NETTALI.COM - La journée commémorative du 34e anniversaire de la disparition de Cheikh Anta Diop,a été célébrée hier, vendredi, à l’université éponyme. EnQuête a saisi l’occasion pour interviewer l'ancien secrétaire général du Rassemblement national démocratique (Rnd) Dr Diallo Diop. Pour ce dernier, il faut cesser d’appeler le scientifique sénégalais pharaon du savoir, comme si son œuvre ne relevait que du passé.

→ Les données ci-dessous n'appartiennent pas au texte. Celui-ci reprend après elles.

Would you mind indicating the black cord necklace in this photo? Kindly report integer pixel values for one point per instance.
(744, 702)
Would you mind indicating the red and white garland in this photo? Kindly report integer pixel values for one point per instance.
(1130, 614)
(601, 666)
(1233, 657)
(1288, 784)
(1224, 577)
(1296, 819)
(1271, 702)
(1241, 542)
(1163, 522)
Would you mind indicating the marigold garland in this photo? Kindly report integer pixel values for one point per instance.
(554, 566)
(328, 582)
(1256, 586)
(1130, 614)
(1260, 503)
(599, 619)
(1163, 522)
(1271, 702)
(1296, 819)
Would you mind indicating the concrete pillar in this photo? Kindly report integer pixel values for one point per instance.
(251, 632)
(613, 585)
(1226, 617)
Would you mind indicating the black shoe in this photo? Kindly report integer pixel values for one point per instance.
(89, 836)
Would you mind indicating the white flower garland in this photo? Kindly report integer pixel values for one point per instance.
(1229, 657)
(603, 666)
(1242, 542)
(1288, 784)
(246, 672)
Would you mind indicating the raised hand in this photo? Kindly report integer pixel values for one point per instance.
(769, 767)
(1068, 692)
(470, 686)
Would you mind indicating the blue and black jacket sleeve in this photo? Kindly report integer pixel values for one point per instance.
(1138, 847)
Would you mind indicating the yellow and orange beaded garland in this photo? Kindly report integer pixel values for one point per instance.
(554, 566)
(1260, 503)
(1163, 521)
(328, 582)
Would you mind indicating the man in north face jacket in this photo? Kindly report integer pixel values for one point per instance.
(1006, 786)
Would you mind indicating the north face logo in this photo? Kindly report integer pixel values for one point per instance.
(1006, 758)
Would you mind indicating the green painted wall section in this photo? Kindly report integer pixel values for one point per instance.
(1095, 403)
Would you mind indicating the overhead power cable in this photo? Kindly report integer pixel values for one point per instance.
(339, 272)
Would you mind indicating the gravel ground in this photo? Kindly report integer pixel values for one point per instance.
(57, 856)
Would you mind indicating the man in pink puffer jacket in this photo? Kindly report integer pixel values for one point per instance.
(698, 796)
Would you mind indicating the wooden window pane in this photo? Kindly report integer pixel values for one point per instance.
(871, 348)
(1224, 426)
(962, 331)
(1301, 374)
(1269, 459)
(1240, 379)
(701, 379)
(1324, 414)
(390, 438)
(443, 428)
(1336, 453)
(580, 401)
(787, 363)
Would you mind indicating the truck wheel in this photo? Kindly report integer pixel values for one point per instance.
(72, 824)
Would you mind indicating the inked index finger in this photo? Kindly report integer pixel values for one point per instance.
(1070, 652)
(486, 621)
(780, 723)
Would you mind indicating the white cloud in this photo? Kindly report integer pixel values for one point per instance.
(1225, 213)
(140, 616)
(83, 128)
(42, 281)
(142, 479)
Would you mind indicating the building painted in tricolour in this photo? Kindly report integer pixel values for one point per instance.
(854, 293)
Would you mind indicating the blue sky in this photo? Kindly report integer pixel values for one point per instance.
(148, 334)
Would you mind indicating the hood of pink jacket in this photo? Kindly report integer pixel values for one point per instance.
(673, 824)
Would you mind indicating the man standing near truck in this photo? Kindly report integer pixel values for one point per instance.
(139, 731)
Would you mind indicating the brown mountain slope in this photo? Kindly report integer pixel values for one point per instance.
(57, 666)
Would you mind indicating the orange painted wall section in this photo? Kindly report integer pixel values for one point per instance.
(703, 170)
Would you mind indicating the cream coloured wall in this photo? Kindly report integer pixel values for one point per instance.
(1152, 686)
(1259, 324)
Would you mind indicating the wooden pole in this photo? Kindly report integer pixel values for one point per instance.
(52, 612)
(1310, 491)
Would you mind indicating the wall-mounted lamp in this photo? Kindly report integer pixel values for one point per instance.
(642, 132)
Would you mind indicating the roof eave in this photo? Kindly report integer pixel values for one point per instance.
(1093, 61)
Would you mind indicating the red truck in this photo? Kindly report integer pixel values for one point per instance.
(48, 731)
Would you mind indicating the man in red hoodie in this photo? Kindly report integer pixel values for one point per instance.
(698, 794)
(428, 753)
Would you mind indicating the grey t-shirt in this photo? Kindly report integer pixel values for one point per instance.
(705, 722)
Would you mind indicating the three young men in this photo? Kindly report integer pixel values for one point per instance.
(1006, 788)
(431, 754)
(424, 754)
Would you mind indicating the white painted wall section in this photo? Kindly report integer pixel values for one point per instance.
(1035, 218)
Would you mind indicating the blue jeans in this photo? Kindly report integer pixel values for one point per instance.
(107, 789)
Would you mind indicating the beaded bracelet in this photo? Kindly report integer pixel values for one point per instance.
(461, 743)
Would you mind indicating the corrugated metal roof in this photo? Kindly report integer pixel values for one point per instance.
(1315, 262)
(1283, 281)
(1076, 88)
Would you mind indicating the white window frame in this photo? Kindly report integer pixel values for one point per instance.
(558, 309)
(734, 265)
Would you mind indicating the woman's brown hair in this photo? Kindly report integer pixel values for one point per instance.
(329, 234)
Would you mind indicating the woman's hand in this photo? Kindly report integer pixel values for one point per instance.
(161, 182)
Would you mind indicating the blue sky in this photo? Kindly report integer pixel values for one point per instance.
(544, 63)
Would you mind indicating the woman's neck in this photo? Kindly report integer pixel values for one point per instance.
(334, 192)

Les jeunes générations gagneraient beaucoup à s’imprégner de l’œuvre de Cheikh Anta Diop, selonDr Diallo Diop. « Nous, notre message, c’est que Cheikh n’a pas besoin qu’on l’appelle le “Pharaon du savoir’’ ou que l’on le momifie dans un sarcophage pour en faire un pharaon. Ce qu’il souhaite, c’est que son œuvre soit enseignée ; et que, surtout, la jeune génération se l’approprie et s’accommode en particulier de sa méthode d’investigation, d’analyse, qui lui a permis de faire des découvertes et des conclusions qui restent valides, un demi-siècle après. Ainsi, nous souhaitons que la jeunesse fasse, à son tour, des découvertes et contribue à la construction souveraine de notre continent », a confié Dr Diallo Diop.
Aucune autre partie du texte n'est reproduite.